As the 500th anniversary of the Protestant Reformation ap­proaches, we can expect the publication of many books to herald and accompany it. Some may be wearisome, but others will provide genuine insight into the origins of Protestantism and its meaning for the modern world. Brand Luther, by Andrew Pettegree, founding director of the St. Andrews Reformation Studies Institute at the University of St. Andrews in Scotland, falls into the latter category.

Drawing on his expertise in the history of printing and the book, Pettegree offers a novel approach to the story of Martin Luther and the Lutheran Refor­mation.

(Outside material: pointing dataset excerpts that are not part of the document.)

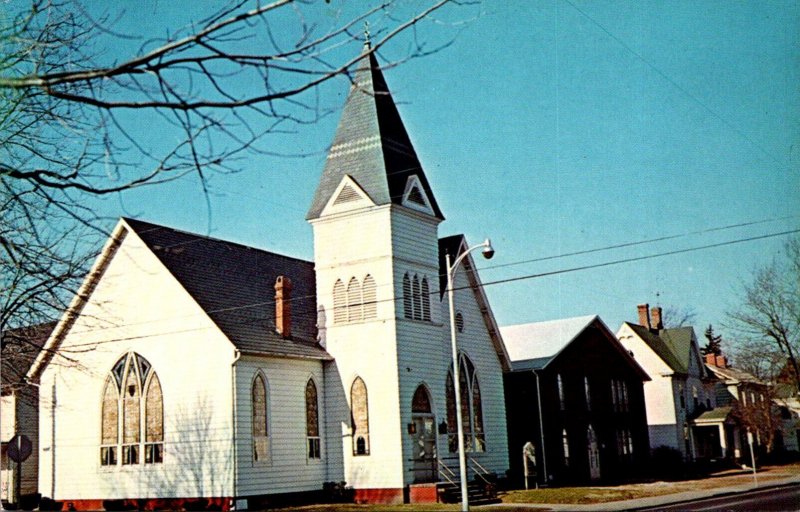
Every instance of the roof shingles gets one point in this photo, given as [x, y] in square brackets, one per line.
[234, 284]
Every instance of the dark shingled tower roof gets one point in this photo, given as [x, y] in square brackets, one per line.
[371, 145]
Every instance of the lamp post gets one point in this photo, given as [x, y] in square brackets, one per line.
[487, 252]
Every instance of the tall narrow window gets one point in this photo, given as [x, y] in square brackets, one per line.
[154, 422]
[425, 297]
[132, 414]
[354, 306]
[477, 416]
[587, 392]
[110, 423]
[339, 303]
[359, 417]
[415, 294]
[452, 428]
[260, 420]
[408, 303]
[370, 298]
[312, 421]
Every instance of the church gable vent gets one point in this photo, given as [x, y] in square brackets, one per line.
[347, 195]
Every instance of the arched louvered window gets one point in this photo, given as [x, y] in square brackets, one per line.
[425, 297]
[354, 306]
[369, 298]
[477, 416]
[339, 303]
[312, 421]
[359, 406]
[408, 303]
[132, 414]
[415, 296]
[260, 420]
[471, 408]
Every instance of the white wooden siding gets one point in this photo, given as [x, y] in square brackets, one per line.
[287, 469]
[138, 306]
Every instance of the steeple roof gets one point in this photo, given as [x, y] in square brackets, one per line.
[371, 145]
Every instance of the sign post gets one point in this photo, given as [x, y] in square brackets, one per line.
[19, 449]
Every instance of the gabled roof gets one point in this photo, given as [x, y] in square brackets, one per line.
[371, 145]
[535, 345]
[234, 285]
[454, 245]
[663, 348]
[20, 348]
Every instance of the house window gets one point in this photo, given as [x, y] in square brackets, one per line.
[416, 298]
[587, 392]
[359, 417]
[312, 421]
[132, 411]
[471, 408]
[339, 303]
[260, 420]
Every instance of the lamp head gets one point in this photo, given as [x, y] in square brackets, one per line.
[488, 250]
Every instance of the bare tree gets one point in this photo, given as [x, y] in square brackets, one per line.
[767, 321]
[210, 94]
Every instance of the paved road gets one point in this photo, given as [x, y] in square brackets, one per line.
[783, 499]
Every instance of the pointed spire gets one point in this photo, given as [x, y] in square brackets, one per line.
[371, 144]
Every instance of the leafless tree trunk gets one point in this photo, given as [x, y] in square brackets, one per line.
[767, 321]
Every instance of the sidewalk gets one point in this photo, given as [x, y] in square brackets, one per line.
[664, 499]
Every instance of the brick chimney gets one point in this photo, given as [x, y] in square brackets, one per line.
[283, 306]
[655, 318]
[644, 315]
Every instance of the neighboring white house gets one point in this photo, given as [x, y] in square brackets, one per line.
[679, 390]
[200, 370]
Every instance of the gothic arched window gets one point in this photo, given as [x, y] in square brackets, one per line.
[408, 307]
[354, 306]
[425, 297]
[312, 421]
[471, 408]
[260, 419]
[132, 392]
[359, 406]
[339, 303]
[369, 298]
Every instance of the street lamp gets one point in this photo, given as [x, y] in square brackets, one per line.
[487, 252]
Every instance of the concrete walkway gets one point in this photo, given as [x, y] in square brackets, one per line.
[656, 501]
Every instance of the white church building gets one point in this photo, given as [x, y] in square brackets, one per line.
[191, 371]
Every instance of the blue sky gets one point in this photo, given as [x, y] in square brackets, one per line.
[559, 126]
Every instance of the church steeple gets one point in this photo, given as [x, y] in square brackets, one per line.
[372, 147]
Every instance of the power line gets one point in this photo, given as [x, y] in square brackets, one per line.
[309, 313]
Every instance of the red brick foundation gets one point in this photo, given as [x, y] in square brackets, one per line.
[379, 496]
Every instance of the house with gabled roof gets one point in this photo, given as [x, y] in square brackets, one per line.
[208, 373]
[680, 389]
[575, 394]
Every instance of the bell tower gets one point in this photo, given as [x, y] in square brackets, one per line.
[375, 221]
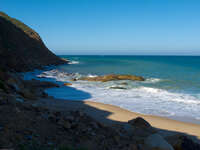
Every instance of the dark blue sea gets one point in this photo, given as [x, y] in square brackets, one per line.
[172, 86]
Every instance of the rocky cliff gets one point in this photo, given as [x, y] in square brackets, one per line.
[21, 48]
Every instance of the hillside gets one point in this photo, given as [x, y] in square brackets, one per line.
[21, 48]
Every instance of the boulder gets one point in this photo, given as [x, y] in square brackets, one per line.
[67, 84]
[182, 142]
[113, 77]
[157, 142]
[118, 87]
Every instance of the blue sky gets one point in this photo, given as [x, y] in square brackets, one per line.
[112, 26]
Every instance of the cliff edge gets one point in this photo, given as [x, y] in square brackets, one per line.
[21, 48]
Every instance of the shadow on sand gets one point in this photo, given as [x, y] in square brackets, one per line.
[99, 113]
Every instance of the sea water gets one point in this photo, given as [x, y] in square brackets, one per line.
[171, 88]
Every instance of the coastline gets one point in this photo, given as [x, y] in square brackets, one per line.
[110, 115]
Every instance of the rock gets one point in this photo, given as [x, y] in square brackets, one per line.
[157, 142]
[124, 83]
[73, 79]
[182, 142]
[21, 48]
[139, 122]
[118, 87]
[67, 125]
[113, 77]
[26, 93]
[67, 84]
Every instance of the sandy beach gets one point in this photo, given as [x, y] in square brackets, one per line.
[110, 114]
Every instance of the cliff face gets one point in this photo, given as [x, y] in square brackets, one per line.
[21, 48]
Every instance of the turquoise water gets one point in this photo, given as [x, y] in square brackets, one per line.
[178, 73]
[172, 86]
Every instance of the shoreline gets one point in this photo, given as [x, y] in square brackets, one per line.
[110, 114]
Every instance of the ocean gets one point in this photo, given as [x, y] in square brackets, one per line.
[171, 88]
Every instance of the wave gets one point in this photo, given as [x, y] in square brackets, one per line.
[73, 62]
[153, 80]
[133, 96]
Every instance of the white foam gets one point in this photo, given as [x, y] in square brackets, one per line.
[73, 62]
[137, 97]
[152, 80]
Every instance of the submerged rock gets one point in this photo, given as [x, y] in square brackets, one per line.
[182, 142]
[113, 77]
[157, 142]
[67, 84]
[118, 87]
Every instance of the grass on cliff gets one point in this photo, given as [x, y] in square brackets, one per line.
[18, 23]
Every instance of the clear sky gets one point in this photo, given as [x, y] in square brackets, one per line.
[112, 26]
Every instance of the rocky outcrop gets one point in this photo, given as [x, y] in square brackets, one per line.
[113, 77]
[21, 48]
[157, 142]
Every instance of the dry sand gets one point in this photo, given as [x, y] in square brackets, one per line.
[113, 115]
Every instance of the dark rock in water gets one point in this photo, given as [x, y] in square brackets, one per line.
[118, 87]
[113, 77]
[157, 142]
[139, 122]
[182, 142]
[124, 83]
[21, 48]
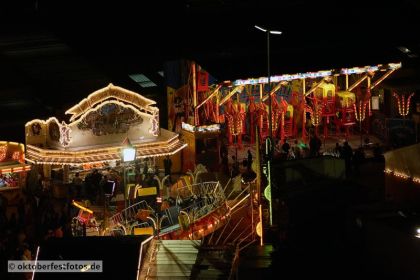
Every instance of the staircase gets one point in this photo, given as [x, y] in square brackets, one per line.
[170, 259]
[213, 264]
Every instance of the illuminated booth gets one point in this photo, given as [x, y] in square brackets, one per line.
[95, 135]
[13, 169]
[203, 145]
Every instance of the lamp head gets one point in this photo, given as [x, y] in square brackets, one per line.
[129, 154]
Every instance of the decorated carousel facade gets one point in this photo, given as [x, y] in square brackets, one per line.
[98, 130]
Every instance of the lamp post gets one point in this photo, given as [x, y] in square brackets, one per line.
[128, 155]
[269, 140]
[268, 32]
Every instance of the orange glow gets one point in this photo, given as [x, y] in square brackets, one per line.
[82, 207]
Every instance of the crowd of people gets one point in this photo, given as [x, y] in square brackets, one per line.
[34, 219]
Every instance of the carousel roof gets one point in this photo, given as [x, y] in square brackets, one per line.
[111, 92]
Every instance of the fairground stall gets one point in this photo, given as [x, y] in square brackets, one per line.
[333, 102]
[100, 127]
[13, 170]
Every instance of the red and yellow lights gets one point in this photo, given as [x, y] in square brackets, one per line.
[403, 103]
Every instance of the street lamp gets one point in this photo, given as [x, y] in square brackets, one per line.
[270, 121]
[269, 140]
[128, 155]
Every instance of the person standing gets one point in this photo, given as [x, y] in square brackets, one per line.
[167, 164]
[249, 160]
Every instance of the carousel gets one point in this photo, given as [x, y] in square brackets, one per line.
[100, 127]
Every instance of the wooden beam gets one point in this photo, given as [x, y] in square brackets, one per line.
[215, 91]
[314, 88]
[276, 88]
[378, 81]
[235, 90]
[358, 82]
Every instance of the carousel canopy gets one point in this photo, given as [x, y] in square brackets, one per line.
[98, 127]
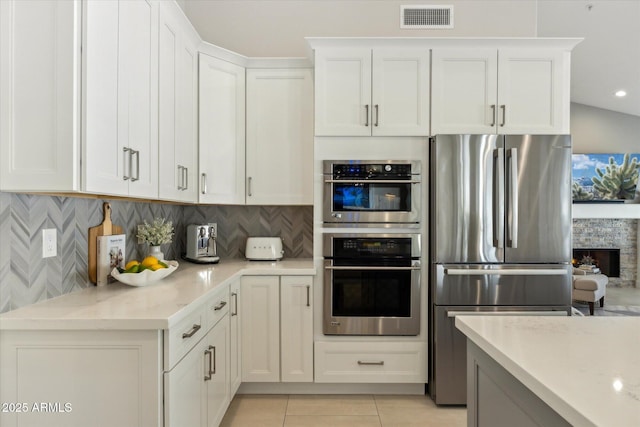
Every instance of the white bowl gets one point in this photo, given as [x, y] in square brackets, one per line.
[145, 277]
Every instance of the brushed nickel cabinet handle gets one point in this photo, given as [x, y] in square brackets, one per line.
[181, 175]
[185, 171]
[195, 328]
[235, 303]
[137, 154]
[207, 375]
[125, 151]
[380, 363]
[213, 372]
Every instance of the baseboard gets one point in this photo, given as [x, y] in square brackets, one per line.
[324, 388]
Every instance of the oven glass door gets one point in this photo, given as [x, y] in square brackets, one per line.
[371, 201]
[371, 196]
[372, 300]
[371, 293]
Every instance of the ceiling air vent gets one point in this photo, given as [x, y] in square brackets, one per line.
[426, 17]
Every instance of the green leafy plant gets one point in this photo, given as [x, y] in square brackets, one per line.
[579, 193]
[617, 181]
[157, 233]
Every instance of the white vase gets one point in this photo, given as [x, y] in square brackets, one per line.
[156, 252]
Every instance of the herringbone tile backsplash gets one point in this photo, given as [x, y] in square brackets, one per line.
[25, 277]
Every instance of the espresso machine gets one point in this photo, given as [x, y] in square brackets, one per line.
[202, 247]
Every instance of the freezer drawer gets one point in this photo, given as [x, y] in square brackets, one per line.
[448, 376]
[501, 285]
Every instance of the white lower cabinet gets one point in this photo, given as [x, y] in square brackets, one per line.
[235, 341]
[81, 378]
[277, 328]
[370, 362]
[196, 389]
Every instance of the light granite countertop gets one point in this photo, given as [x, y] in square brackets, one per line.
[156, 306]
[586, 368]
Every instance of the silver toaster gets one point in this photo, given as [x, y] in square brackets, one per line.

The connection between printing and the advent of Protestantism is old news, but Pettegree breathes new life into the topic by demonstrating how deeply involved Luther was in the design and production of his printed works, how deliberate he was about promoting the print industry in Wittenberg and elsewhere, and how printers contributed directly to the astonishing success of Protestantism by promoting “Brand Luther”—the distinctive look of Protes­tant publications.

Pettegree stresses that no one could have predicted this success in the opening decades of the 16th century. Luther was an unknown and unpublished monk-professor who worked at a minor university in a backwater town that did not even have a printing press until 1502. This press produced an unremarkable number of Latin books each year for the town’s scholars. All of this changed with the advent of Brand Luther.